= John Todd (abolitionist) =

John Todd (November 10, 1818 – January 31, 1894) was an American Congregationalist minister, co-founder of Tabor College in Tabor, Iowa, a leading abolitionist and a conductor on the Underground Railroad.

==Background==
John Todd was born November 10, 1818, in West Hanover, Pennsylvania. He was the second son and fifth child of Capt. James Todd and Sally Ainsworth Todd. The Todds' ancestors were Scotch Irish and Presbyterians, and Todd grew up attending a Presbyterian church. Todd was an early graduate of Oberlin College (Oberlin, Ohio) and its seminary (class of 1841 and 1844, respectively). In the 1850s, Todd moved West to help start an Oberlin-like school on the Iowa frontier. He was one of the founders of Tabor, in southwestern Iowa, and its Congregational Church, which he served as pastor for more than 30 years. He is also the basis for the abolitionist preacher and grandfather of John Ames, the main character in Marilynne Robinson's Pulitzer Prize-winning novel, Gilead (2004).
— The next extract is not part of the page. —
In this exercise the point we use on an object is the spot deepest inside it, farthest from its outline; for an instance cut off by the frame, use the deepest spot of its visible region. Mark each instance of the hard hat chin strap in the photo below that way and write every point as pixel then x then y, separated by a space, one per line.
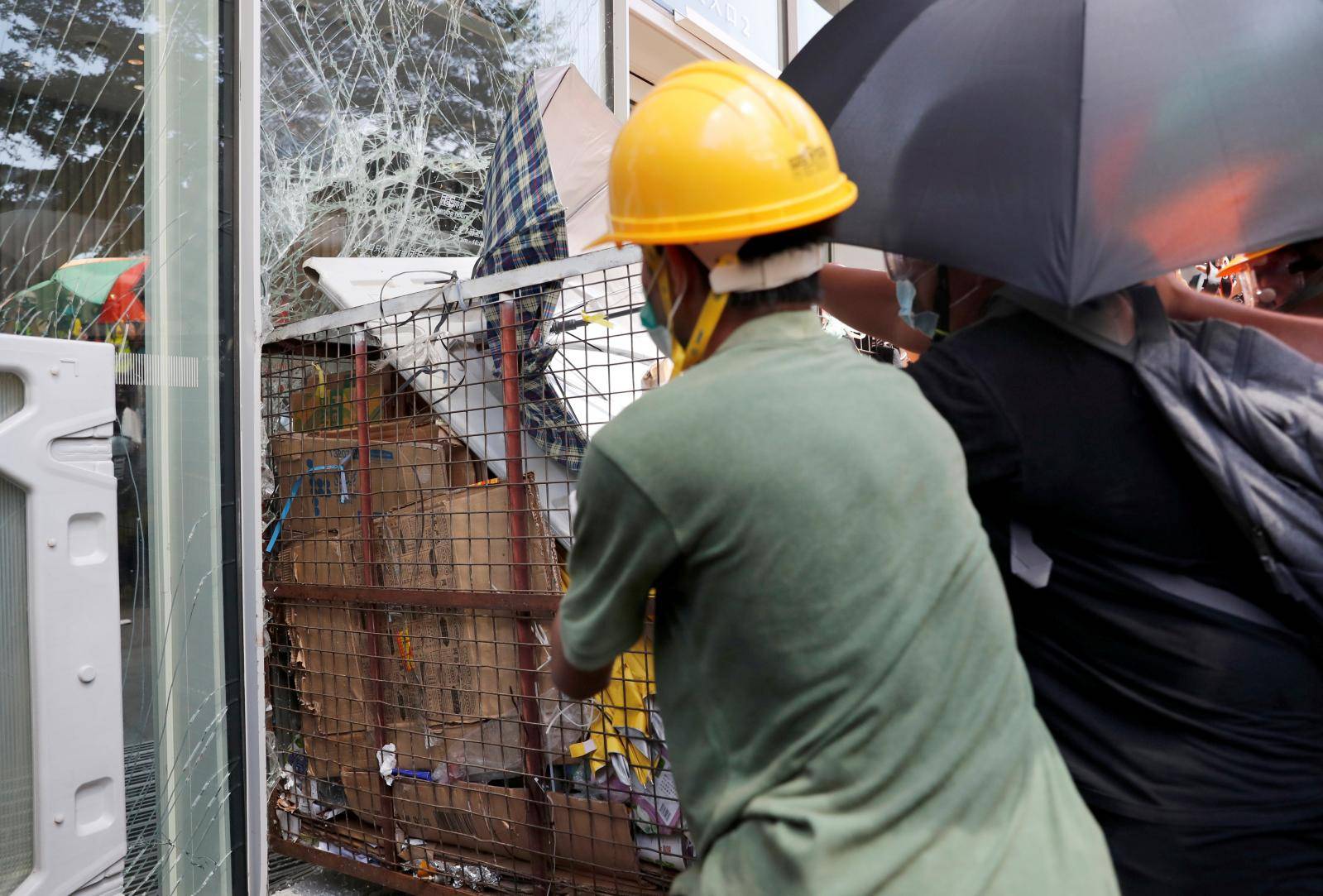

Todd's home in Tabor served not only as a station on the Underground Railroad, complete with a concealed room in which escaped slaves hid until their next ride arrived, but also as a storehouse of weapons, ammunition and other supplies for radical abolitionist John Brown.

Todd and the other residents of Tabor generally supported Brown until he (Brown) and his men in 1858 entered Missouri and forcibly freed about a dozen slaves, killing one enslaver in the process. Brown was given safe haven in Tabor, but the citizens made it clear they did not condone his actions. Brown left soon thereafter and had the weapons and supplies stored in Todd's basement shipped east. The 200 Sharps rifles included in the cache of weapons were used two years later in John Brown's raid on Harpers Ferry. But Todd had no knowledge of the use to which the weapons he had stored would be put, nor any involvement.

Todd was also a leader in the temperance movement and was a board member of Tabor College from its founding in 1866 until his death in 1894. His home in Tabor, Todd House, is listed on the National Register of Historic Places, operated as a museum by the Tabor Historical Society, and open to the public.